Besides this, a whole bunch of evaluation software had to be implemented: recording and replaying Kinect depth and video streams, tools to help with the ground-truth tagging of depth and colour evaluation videos, Viola-Jones framework evaluators, and so on.
3. Final outcome
So, what was the result?
Well, during 10 minutes of evaluation recordings (containing unconstrained viewer’s head movement in six degrees-of-freedom, in presence of occlusions, changing facial expressions, different backgrounds and varying lighting conditions) the combined head-tracker was able to predict the viewer’s head center location within less than 1/3 of head's size from the actual head center on average!It was running at 28.24 FPS (limited only by Kinect's frame rate of 30 FPS) using 56.8% of a single Intel i5-2410M CPU @ 2.30 GHz core (with hyperthreading enabled).

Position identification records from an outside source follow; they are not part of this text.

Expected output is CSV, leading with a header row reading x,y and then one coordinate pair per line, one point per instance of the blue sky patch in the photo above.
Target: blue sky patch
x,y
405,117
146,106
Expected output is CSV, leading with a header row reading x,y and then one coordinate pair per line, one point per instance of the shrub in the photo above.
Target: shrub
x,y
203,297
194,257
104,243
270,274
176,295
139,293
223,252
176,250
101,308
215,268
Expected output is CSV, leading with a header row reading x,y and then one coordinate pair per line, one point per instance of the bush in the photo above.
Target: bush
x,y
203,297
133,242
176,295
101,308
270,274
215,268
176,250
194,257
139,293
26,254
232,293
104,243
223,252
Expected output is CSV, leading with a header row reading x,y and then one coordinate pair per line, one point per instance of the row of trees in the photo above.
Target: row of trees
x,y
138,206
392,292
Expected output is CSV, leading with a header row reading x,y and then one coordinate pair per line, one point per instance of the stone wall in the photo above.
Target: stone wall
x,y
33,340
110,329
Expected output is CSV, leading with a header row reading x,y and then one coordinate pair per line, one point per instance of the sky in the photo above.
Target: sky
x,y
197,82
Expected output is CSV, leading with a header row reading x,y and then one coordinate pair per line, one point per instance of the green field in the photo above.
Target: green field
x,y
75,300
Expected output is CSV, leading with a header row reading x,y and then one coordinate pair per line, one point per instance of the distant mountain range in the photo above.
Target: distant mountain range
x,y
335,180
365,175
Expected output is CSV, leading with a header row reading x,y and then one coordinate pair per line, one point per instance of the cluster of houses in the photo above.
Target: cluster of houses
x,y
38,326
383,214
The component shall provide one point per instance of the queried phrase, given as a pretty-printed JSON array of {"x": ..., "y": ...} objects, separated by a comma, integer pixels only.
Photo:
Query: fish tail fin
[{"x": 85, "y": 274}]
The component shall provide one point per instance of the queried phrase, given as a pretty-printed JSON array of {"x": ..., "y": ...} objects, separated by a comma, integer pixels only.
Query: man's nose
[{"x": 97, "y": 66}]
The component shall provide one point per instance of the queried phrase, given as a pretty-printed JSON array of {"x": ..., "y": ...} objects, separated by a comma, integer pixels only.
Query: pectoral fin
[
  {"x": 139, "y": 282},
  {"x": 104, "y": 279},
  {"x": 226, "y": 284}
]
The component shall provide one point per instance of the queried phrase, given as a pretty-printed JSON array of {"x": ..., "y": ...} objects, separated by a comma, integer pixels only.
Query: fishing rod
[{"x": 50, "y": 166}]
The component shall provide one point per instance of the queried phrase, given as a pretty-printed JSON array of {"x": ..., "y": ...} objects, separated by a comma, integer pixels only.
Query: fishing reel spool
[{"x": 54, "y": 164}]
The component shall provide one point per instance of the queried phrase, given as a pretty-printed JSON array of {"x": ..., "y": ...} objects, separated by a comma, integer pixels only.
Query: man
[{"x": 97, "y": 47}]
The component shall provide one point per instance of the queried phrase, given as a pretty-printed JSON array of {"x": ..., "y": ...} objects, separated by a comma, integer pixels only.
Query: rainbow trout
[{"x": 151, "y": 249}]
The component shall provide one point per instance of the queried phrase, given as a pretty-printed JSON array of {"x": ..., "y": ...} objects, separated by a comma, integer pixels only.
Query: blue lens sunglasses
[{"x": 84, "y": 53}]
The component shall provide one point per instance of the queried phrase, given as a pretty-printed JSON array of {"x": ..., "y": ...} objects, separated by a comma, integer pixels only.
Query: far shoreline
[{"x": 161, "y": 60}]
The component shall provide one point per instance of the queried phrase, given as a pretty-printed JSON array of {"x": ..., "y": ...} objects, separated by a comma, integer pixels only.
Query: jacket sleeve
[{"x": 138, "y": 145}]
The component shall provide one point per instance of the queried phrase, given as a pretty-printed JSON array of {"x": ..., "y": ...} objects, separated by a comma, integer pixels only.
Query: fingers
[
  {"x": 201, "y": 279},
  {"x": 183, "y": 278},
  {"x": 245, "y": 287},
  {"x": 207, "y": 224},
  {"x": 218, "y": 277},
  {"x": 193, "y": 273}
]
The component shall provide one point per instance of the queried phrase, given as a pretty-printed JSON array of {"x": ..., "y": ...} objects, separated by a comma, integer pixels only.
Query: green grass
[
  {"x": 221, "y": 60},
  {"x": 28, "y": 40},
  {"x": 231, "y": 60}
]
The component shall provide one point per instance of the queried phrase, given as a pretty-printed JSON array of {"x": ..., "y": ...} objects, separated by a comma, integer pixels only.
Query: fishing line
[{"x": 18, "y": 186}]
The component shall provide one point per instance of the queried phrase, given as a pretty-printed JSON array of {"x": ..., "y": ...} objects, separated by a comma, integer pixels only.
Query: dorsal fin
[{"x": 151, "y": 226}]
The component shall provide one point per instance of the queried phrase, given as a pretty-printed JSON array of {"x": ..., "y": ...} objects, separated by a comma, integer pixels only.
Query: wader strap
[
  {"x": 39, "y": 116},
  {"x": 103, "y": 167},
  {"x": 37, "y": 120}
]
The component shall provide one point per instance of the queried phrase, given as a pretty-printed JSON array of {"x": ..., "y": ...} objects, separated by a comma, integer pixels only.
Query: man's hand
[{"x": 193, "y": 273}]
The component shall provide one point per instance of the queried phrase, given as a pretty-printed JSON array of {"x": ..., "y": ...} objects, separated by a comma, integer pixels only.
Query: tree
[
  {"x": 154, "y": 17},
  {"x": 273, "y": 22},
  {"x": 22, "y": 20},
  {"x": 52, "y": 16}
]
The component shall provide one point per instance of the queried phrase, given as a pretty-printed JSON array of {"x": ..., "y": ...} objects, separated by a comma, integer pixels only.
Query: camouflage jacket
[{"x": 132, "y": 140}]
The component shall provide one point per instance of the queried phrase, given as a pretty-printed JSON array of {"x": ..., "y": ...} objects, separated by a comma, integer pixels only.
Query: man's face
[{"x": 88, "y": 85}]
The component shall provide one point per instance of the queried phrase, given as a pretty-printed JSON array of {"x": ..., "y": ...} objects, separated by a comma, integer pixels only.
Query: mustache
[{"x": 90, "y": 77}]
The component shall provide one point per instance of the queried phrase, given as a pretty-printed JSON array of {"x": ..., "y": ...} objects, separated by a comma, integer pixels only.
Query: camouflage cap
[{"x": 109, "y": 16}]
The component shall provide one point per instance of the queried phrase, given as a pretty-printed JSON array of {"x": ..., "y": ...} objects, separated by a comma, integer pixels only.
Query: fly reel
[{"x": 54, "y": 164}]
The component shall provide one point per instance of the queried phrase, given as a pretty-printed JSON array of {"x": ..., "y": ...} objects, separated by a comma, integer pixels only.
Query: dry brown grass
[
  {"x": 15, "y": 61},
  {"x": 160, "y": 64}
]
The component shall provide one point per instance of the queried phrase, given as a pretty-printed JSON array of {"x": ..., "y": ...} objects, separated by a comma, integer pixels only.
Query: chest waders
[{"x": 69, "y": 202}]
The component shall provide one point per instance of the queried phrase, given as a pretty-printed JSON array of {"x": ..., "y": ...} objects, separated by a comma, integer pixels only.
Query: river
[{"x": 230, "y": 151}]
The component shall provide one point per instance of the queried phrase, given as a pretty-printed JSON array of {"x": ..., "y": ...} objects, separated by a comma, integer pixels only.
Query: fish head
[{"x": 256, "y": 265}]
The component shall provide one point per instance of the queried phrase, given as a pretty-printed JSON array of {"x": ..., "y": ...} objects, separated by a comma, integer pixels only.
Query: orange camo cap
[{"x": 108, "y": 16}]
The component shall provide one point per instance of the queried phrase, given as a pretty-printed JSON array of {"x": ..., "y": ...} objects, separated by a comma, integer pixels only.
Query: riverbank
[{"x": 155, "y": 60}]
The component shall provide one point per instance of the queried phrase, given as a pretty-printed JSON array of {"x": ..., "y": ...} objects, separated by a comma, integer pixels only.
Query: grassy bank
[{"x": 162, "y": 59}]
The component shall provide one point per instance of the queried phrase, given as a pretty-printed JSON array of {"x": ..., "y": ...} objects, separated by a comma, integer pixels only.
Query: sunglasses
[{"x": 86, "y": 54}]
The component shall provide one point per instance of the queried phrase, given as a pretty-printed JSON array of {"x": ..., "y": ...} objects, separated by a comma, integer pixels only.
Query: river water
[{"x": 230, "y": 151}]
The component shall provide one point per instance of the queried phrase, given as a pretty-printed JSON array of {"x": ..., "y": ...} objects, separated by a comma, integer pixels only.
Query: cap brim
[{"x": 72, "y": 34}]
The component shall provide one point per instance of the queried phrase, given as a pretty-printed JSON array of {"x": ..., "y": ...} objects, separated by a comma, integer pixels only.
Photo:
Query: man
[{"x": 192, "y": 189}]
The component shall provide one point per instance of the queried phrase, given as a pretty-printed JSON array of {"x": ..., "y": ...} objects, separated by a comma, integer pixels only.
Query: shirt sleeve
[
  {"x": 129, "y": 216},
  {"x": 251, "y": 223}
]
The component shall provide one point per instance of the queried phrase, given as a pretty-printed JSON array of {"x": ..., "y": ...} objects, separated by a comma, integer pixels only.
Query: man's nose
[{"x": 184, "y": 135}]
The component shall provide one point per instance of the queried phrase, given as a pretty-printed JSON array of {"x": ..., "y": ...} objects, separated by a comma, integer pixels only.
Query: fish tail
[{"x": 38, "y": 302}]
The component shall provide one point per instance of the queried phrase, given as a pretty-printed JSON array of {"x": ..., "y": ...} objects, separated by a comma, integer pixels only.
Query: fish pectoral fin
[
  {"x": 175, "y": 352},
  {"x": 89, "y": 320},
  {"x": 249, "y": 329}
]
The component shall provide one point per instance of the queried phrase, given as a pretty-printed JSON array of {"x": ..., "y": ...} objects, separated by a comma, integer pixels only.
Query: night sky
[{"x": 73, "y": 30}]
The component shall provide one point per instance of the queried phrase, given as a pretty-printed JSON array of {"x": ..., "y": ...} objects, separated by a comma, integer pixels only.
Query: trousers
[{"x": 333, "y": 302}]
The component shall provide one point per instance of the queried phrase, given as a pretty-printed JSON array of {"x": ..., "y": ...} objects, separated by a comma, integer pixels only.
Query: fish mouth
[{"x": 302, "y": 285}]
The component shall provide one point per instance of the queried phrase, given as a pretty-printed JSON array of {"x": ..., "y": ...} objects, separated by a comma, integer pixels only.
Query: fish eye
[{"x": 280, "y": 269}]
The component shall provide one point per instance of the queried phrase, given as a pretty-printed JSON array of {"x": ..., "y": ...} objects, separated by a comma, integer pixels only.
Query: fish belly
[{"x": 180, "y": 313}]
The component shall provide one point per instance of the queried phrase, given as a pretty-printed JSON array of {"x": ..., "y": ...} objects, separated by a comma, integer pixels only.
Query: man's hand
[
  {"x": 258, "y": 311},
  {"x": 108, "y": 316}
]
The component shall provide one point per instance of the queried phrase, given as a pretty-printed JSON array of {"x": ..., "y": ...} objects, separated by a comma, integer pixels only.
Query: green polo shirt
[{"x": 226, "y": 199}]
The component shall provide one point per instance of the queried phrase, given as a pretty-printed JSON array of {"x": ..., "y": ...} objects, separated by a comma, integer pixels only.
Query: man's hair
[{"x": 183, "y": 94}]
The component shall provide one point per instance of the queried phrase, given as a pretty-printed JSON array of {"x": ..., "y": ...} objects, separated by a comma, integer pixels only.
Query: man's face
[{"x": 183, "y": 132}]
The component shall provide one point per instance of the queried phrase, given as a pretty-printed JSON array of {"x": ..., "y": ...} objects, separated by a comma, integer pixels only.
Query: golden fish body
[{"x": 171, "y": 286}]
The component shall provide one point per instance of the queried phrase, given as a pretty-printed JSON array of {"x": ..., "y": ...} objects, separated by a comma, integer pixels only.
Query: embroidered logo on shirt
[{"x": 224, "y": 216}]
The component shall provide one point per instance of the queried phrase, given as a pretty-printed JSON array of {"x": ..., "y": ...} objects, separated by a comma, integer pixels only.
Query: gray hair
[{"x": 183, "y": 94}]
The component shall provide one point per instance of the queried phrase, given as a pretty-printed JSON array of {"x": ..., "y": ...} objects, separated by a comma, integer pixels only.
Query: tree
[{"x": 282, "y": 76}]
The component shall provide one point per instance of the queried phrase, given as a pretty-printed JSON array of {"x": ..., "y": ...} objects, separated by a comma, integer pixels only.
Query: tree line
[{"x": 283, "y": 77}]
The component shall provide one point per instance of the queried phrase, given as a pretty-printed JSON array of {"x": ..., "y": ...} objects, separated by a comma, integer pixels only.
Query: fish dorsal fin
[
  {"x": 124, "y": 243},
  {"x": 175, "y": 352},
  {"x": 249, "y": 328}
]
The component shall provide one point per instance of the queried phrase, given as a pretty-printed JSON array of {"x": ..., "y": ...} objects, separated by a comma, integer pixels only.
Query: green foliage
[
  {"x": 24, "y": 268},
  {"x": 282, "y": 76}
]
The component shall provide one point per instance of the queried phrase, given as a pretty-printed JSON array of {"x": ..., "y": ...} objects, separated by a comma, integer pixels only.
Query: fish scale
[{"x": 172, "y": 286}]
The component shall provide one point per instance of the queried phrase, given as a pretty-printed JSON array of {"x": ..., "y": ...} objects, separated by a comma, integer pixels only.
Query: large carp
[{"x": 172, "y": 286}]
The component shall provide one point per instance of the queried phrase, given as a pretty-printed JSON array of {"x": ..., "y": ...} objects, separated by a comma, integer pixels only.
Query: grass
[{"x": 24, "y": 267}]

The project has been highly-commended by the University of Cambridge Faculty of Computer Science and Technology (a fancy name for the Computer Lab), and the international Undergraduate Awards 2012 (an achievement which has received a couple of mentions on my college's and the Computer Lab's websites).All in all, I managed to accomplish something that I wanted to do for a long time. Eventually, I might publish the code and the details of the technology, but there is still work to be done, so don't hold your breath.
I firmly believe that under the right circumstances the capabilities of devices like Kinect could be world-changing. And to be honest, there is a good chance that I might have a small part in that effort in the nearest future. But that is a story for another blog post.